Felizmente, o carrinho como soubesse da emergência pegou na primeira para a sua surpresa. Entregou um cobertor de flanela que tinha na casa paroquial para que a mãe se aquecesse junto com a criança, já que o vento entraria por todos os lados no automóvel.
A viagem deve ter levado quase uma hora. O carro por mais que acelerasse não tinha velocidade e tinha que percorrer uma estrada apedregulhada, cheia de “panelas”! Não encontraram ninguém durante a viagem e quando chegaram em Tatuí seria umas 21h00.
As ruas estavam vazias, só algum bar permanecia aberto e sem dificuldades chegaram à Santa Casa. Foram atendidos imediatamente. Havia uma freira que era enfermeira que vendo o estado da criança mandou um rapaz que ali trabalhava subir em uma bicicleta e ir à casa do doutor à toda.
Quando o médico chegou, a Irmã enfermeira já tomara algumas providências, pois achava que talvez já fosse tarde demais. Realmente, a freira estava certa. O médico até tentou, nada podia ser feito. Aquele “anjinho” deixara este mundo magnífico por falta de atendimento. Aquela voz profissional do médico o perseguiria sempre. “Se a criança tivesse sido medicada umas três horas antes, talvez tivesse sobrevivido, pois tratava de um mal oportunista que acomete em organismos frágeis e que é debelado com uma medicação simples e soro…” Ele não ouvia mais nada.
A volta no mesmo Ford 29 foi terrível. A visão daquela mãe carregando a sua criança exânime no banco de trás, o rosto abobadado do pai… aquele farol fraquinho do fordinho que nada iluminava aquela noite gelada. Ele conhecia aquelas curvas e buracos da estrada de cor. O que ele podia dizer? O que ele podia fazer? Isso lhe martelava a cabeça.
Quando enfim chegaram a Cesário Lange era já madrugada de sábado daquele mês de junho, mas uma coisa lhe acudira no caminho. Cesário Lange precisava de um pequeno hospital. Uma Santa Casa, por humilde que fosse, era indispensável. Como conseguir isso ele não tinha a menor ideia. Uma coisa era certa: pessoas como aquela criança não poderiam continuar morrendo, simplesmente porque não havia atendimento médico na cidade.

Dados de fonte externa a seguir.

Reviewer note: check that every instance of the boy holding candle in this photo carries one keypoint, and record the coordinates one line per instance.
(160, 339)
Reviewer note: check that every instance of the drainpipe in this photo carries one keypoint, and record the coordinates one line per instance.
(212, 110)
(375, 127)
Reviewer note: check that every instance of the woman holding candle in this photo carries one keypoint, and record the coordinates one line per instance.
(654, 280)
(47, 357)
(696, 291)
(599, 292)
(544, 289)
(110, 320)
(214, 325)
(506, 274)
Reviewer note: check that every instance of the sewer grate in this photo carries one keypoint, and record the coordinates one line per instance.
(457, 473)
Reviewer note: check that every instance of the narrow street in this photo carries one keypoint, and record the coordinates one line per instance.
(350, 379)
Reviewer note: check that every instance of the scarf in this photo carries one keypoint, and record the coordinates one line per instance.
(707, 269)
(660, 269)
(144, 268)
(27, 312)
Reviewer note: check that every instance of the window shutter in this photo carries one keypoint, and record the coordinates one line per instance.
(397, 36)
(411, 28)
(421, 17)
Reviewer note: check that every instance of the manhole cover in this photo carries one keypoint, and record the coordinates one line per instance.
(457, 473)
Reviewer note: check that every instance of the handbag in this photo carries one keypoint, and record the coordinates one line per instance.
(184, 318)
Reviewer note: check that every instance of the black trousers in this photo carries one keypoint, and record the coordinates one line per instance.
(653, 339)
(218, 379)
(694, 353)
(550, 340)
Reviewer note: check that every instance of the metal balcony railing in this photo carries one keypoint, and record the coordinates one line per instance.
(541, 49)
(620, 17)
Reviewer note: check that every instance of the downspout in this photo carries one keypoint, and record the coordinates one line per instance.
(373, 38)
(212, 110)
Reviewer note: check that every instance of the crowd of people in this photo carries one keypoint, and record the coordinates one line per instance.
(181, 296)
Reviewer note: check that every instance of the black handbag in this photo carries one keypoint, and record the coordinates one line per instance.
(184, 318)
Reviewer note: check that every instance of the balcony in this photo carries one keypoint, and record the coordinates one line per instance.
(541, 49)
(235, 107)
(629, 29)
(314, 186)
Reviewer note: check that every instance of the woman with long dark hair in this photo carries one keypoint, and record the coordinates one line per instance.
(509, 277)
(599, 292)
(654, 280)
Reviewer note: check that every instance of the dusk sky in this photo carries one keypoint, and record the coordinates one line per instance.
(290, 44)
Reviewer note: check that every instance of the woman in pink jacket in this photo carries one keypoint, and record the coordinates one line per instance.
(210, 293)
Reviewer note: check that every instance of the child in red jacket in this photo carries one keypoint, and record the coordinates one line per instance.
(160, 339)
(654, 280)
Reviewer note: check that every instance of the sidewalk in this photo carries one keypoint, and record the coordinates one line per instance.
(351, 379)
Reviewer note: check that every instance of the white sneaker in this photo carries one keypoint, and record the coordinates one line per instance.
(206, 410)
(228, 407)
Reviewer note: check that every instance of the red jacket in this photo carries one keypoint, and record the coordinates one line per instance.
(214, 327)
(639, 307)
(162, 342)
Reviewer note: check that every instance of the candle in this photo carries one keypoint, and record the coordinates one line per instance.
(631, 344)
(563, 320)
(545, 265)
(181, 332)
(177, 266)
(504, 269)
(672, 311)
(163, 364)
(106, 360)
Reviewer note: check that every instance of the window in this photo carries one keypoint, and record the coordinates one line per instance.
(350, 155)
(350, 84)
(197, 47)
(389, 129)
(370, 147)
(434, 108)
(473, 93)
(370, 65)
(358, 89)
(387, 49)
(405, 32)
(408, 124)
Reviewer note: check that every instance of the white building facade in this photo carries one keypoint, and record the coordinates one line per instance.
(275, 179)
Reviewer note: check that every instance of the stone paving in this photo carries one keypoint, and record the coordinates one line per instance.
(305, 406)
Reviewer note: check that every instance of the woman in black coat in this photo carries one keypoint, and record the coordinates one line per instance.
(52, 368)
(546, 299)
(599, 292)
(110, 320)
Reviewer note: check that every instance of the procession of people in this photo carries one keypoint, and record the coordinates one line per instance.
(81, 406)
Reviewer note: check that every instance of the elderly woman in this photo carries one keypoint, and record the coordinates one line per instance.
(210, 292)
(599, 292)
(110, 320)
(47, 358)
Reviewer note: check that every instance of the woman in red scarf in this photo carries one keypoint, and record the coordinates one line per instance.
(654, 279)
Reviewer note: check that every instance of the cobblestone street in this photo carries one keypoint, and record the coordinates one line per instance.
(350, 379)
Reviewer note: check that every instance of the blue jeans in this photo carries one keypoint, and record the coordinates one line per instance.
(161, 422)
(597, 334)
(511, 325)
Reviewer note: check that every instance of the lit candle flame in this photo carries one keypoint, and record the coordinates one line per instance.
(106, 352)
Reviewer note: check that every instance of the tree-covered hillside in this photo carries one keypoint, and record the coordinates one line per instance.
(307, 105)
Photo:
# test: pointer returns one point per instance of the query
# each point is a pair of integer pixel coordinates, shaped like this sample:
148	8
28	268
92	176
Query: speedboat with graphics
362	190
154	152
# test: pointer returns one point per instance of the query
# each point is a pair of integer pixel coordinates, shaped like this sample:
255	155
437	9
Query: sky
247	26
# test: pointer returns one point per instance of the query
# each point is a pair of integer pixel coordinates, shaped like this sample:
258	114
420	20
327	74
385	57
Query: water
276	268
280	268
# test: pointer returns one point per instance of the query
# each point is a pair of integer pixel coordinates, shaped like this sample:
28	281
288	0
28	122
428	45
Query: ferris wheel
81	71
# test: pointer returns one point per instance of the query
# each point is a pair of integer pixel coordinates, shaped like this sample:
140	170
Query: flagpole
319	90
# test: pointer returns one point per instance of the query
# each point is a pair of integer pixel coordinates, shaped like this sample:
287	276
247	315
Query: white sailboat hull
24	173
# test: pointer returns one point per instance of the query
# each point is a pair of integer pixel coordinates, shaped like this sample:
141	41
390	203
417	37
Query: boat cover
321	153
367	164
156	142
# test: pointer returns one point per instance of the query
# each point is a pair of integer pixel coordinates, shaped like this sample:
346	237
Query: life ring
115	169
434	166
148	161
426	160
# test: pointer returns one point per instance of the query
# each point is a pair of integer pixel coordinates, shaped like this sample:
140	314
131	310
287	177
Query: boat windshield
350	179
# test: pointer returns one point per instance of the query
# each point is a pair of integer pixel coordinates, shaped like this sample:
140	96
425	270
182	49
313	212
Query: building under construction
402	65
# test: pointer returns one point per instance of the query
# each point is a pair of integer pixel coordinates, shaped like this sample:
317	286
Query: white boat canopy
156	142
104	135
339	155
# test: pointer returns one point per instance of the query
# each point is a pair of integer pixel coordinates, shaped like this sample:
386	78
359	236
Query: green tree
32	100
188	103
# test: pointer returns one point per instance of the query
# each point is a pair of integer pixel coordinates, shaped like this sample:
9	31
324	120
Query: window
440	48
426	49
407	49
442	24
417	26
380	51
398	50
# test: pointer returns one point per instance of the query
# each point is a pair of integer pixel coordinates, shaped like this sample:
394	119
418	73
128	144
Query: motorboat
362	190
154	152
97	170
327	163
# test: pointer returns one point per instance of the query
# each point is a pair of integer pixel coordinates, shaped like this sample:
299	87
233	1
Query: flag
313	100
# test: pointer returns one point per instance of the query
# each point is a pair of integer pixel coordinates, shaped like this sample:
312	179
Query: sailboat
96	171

Isto aconteceu com o Padre Francisco de Assis Moraes em uma noite de junho de 1966. Ele tinha 28 anos de idade. A partir de então, ele começou a falar em suas homilias para povo sobre a necessidade de Cesário Lange ter um pequeno hospital. Muitos ouviram com ceticismo e mesmo deboche e perguntavam “com o quê?”. Onze anos depois, com ajuda da população, com muitos sonhos e não poucas contrariedades, começaram as obras da futura Beneficência Hospitalar de Cesário Lange, que começou a prestar seus serviços por volta de 1982.